88cm x88cm x60cm with a corner cut out(was a kitchen cabinet considerably larger then the other enclosure

been making a styrofoam rockwall on the backwall which will go all the way round once iv got vents sorted

i was thinking about going back to heat cord tho as they are a lower wattage and would save alot on electricity compared to the heat lamp im using now 

any ways now for a few shots












im using styrofoam box's and thats the start of shaping them

im thinking of using a mix of pva and some local red dirt and posably a touch of render aswell 

wouldnt mind some advice on the wall im only intending on using it for snakes i would do a grout layer if i was gunna use it in a lizzard enclosure at some stage


Sent from my iPhone


----------



## Python-Lover4lyf (Apr 20, 2012)

Great idea!
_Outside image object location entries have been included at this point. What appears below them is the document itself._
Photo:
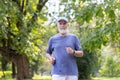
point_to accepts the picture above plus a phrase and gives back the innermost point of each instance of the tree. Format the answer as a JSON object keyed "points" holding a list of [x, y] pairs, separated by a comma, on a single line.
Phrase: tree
{"points": [[18, 19], [96, 24]]}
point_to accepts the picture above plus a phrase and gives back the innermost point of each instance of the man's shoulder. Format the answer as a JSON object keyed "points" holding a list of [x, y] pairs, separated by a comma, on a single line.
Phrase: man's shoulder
{"points": [[55, 36], [70, 34]]}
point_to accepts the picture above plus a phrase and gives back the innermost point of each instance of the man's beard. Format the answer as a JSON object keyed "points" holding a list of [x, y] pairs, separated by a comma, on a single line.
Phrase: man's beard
{"points": [[63, 31]]}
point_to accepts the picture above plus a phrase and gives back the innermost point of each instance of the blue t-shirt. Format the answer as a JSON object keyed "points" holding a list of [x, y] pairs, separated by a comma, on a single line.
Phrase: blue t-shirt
{"points": [[65, 62]]}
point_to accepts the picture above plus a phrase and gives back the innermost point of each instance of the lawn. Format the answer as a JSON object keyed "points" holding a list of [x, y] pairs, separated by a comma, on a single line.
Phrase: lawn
{"points": [[39, 77]]}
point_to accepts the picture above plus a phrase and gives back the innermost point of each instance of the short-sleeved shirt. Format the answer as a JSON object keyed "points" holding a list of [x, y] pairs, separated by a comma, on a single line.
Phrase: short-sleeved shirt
{"points": [[65, 62]]}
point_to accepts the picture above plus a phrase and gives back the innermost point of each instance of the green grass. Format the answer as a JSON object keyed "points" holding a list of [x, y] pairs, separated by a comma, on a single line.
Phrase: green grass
{"points": [[39, 77], [106, 78]]}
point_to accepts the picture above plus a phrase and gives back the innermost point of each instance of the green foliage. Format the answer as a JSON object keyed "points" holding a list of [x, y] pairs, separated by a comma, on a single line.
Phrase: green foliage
{"points": [[88, 65], [110, 68], [96, 25]]}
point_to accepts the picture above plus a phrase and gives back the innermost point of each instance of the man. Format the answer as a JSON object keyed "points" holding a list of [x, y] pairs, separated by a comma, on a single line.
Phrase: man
{"points": [[63, 48]]}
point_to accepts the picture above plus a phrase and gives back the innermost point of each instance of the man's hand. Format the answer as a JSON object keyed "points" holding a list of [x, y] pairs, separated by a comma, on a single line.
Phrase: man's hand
{"points": [[70, 50], [51, 59]]}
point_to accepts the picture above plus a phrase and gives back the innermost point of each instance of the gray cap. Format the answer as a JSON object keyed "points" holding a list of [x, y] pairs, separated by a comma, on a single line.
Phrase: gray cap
{"points": [[62, 19]]}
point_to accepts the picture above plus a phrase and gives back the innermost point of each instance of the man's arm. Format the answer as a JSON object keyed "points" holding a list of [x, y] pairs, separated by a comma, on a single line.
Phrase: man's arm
{"points": [[50, 58], [74, 52], [78, 53]]}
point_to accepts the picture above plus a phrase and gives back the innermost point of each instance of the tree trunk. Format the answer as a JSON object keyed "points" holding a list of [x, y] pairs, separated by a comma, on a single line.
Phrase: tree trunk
{"points": [[13, 70], [22, 64]]}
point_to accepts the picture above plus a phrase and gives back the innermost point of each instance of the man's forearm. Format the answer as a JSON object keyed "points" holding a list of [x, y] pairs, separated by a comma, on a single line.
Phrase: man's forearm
{"points": [[78, 53]]}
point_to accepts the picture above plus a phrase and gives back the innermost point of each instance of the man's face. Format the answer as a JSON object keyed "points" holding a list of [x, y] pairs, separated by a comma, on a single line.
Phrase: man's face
{"points": [[62, 26]]}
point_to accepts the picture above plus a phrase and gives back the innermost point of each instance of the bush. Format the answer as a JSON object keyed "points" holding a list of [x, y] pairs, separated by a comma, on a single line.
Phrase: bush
{"points": [[110, 68]]}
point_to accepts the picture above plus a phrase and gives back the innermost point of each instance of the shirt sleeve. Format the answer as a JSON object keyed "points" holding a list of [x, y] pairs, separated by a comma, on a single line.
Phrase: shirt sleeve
{"points": [[77, 44], [49, 48]]}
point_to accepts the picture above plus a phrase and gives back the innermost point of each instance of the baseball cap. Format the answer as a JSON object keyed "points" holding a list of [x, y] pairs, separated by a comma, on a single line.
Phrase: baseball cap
{"points": [[62, 19]]}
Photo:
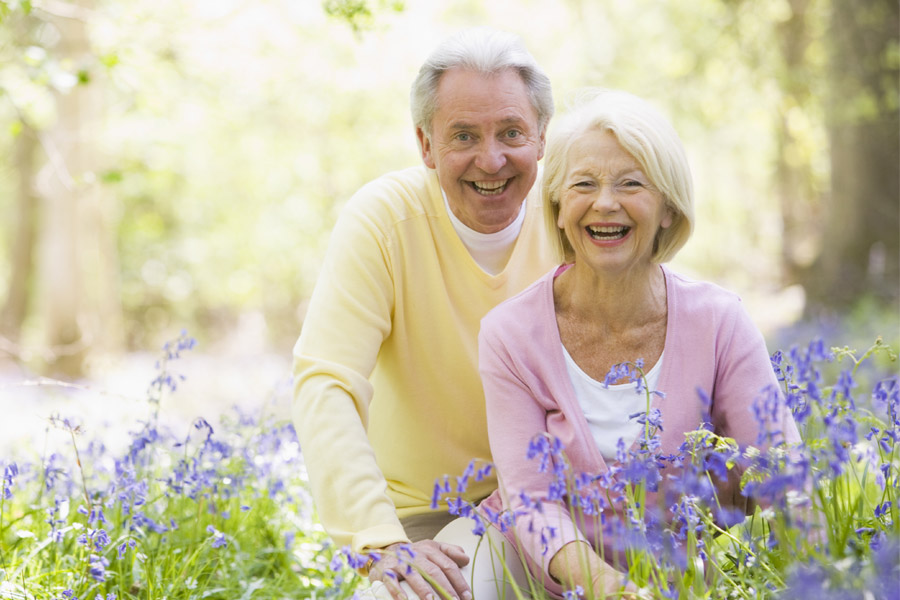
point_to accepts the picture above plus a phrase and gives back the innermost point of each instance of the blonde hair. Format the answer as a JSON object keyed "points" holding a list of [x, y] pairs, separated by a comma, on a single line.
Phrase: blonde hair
{"points": [[645, 134]]}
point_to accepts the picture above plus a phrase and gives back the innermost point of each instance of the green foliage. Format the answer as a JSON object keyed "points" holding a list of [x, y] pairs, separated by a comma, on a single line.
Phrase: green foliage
{"points": [[358, 13], [826, 523]]}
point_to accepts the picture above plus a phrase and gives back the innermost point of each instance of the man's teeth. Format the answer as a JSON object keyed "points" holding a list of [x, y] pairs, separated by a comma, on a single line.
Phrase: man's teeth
{"points": [[607, 233], [490, 188]]}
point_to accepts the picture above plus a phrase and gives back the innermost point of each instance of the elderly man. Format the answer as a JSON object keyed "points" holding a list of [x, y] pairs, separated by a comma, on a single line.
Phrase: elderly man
{"points": [[387, 392]]}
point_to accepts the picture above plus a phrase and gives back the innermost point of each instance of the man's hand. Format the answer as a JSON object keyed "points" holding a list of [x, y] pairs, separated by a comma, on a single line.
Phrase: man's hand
{"points": [[440, 562]]}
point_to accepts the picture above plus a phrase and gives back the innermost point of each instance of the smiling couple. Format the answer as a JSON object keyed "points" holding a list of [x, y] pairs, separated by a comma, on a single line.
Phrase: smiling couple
{"points": [[480, 303]]}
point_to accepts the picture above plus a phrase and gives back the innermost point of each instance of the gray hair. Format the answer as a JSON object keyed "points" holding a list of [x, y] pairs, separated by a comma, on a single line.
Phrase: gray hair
{"points": [[645, 134], [485, 51]]}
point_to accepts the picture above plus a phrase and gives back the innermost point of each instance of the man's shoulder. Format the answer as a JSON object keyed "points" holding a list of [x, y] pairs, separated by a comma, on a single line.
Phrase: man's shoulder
{"points": [[397, 194]]}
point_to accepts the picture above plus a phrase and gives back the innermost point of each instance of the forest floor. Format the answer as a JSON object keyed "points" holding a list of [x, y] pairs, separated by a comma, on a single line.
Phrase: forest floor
{"points": [[114, 401]]}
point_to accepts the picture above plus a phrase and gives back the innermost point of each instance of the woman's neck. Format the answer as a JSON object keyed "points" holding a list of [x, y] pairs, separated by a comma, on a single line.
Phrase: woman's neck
{"points": [[620, 301]]}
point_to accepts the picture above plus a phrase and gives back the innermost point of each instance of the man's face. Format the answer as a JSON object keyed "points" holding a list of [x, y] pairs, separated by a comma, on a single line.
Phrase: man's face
{"points": [[485, 143]]}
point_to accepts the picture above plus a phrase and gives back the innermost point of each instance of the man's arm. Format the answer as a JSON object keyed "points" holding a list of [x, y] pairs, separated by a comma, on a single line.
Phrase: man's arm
{"points": [[349, 317]]}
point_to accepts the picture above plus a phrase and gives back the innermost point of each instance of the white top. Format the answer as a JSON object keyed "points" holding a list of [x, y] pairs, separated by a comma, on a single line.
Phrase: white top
{"points": [[607, 409], [490, 250]]}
Can't wait till it's done it'll look great!


----------



## boxhead1990 (Apr 21, 2012)

yeah it should look alot better then the last one i built haha but im gunna fix that up once he goes into this one


the original plan was to has 2 glass sides for ultimate viewing but the i realised one corner was chipped away (dad had them sitting infront of where he parks his 4wd and bumped into all the time)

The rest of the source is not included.